After signing an agreement to move into the Cromwell Street kitchen, under the previous incubator, he scrambled to find another location when it closed. He ended up at Millrace Kitchen in Woonsocket. But driving his food truck back and forth from Woonsocket to his parking-base at Armory Animal Hospital in Providence became too arduous.
“It’s not fuel efficient and it’s terrifying,” he said. “It’s a very heavy, very slow, loud piece of machinery.”
When Knead took over the Room & Works kitchen space, Berner moved back. Now he has a 10-minute walk to the kitchen, where he uses the commissary space for chopping vegetables, storing items, cooking his ingredients and organizing his day.

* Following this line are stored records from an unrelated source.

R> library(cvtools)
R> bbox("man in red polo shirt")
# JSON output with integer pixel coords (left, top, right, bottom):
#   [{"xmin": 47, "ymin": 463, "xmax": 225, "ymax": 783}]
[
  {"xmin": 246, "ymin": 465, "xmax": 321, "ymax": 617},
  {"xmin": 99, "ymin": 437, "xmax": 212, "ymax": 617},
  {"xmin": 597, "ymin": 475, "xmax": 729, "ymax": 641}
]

The pandemic has thrown his business model into disarray. Although food trucks were allowed to remain open, the mobile eateries are designed to go where hungry crowds are. During the COVID-19 crisis, crowds have been discouraged.
Berner estimates that his sales are down 90% from a year ago. Before the pandemic, he had about a 20% year-over-year increase in sales. He has stopped going to the Thursday lunch events at Kennedy Plaza in Providence because the office crowds have not returned. He is hoping a new spot – he has a space at Narragansett Town Beach – proves to be more lucrative.
Other food microbusinesses are in similar situations. Any business that depends on catering to large events is taking a hit due to crowd-size limits.
The camaraderie of the collective kitchen is helpful, Berner said. They are using staggered schedules to make sure they have space and time that they need, but the small-business owners have become friendly, he said.
“We all sort of commiserate about how hard it is to be a business owner,” he said.
And sometimes the help is more tangible.
“If one of us is out of onions, or something, you can borrow an onion. It’s like going to the neighbor and asking for a cup of sugar,” Berner said.